Auf Einladung der Ev.-Luth. Kirche in Jordanien und im Heiligen Land und der Kirchengemeinde Beit Jala besuchte eine Gruppe aus Gemeindemitgliedern und Mitarbeitenden unseres Kirchenkreises vom 18. bis 24. Oktober Beit Jala. Jena verbindet eine Städtepartnerschaft mit der Stadt in palästinensischer Autonomieverwaltung. Die Gemeindereise sollte ein Kennenlernen befördern und Möglichkeiten einer kirchlichen Zusammenarbeit ausloten. Beit Jala liegt zwischen Jerusalem und Betlehem und ist eine der letzten christlichen Städte im Heiligen Land mit knapp 13.000 mehrheitlich christlichen Einwohnern, die überwiegend griechisch-orthodox oder katholisch und nur zu einem kleinen Teil evangelisch sind. Unsere 21-köpfige Reisegruppe wohnte in der Abrahamsherberge, einem gut ausgestatteten Gästehaus der lutherischen Gemeinde, das durch kirchliche Hilfe aus Deutschland gefördert wird. Dort wurden wir sehr herzlich durch Mitarbeitende, Gemeindeleitung und Pfarrer Ashraf Tannous, der in Deutschland studiert hat, empfangen und begleitet. Dank unserer engagierten Reiseleiter Pfarrer Sieghard Knopsmeier und Jenas Altoberbürgermeister Dr. Albrecht Schröter, beide Kenner des Heiligen Landes, wurden den Teilnehmenden spannende Erlebnisse und tiefgehende Debatten mit kundigen Gesprächspartnern ermöglicht. Das Heilige Land ist gefangen in einem Konflikt, der sich seit dem abgewehrten Angriff aller arabischen Nachbarstaaten auf Israel einen Tag nach der Staatsgründung 1948 und der anschließenden Vertreibung von vielen Palästinensern immer weiter verstetigt hat.
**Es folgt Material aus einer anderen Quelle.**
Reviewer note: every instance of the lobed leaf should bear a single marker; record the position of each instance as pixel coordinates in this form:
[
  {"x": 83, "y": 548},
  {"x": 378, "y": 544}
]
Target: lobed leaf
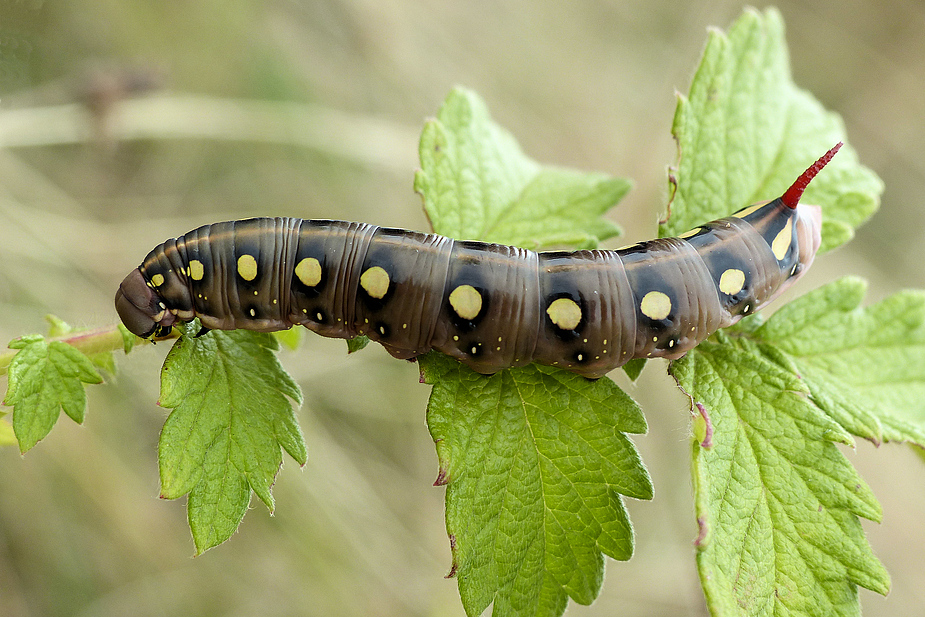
[
  {"x": 865, "y": 367},
  {"x": 745, "y": 132},
  {"x": 777, "y": 502},
  {"x": 535, "y": 461},
  {"x": 478, "y": 185},
  {"x": 231, "y": 419},
  {"x": 44, "y": 378}
]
Leidtragende sind Menschen beider Seiten, die unter latenter Bedrohung leben und insbesondere in Palästina massive Einschränkungen hinnehmen müssen, sei es in der Versorgung mit Strom, Wasser und medizinischer Versorgung oder durch die Begrenzung der Bewegungsfreiheit, die mit der Mauer zwischen Israel und Palästina verbunden ist.

Nach dem Besuch des Tempelberges, der Klagemauer, des Ölbergs, der Via Dolorosa und der Grabeskirche in Jerusalem empfing uns Ibrahim Azar, Bischof der dortigen Ev.-Luth. Kirche in seinem Dienstsitz an der wunderschönen Erlöserkirche mitten im Zentrum der Stadt. Er berichtete von der bedrängenden Situation der Christen vor Ort. So wäre vor allem durch Abwanderung und demografische Entwicklung der Anteil der Christen in Israel und Palästina von etwa einem Drittel der Gesamtbevölkerung vor 70 Jahren auf jetzt knapp 2 Prozent gesunken. Diese Minderheit hätte indes durch Schulen, Krankenhäuser und Diakonie eine wichtige Bedeutung. Christliche Einrichtungen sind vor allem in Palästina essentiell für die öffentliche Daseinsvorsorge. Über 30 Prozent aller medizinischen Einrichtungen haben christliche Träger, 45 Prozent aller sozialen Organisationen in der Region werden durch Christen organisiert; christliche Schulen sind beliebte Bildungseinrichtungen für Muslime und Christen. Bei einem berührenden Besuch einer von Salesianerinnen (Don-Bosko-Schwestern) geführten Grundschule bei Beit Jala wurden Partnerschaftskontakte zur Jenaer Evangelischen Grundschule Klaus-Peter Hertzsch geknüpft.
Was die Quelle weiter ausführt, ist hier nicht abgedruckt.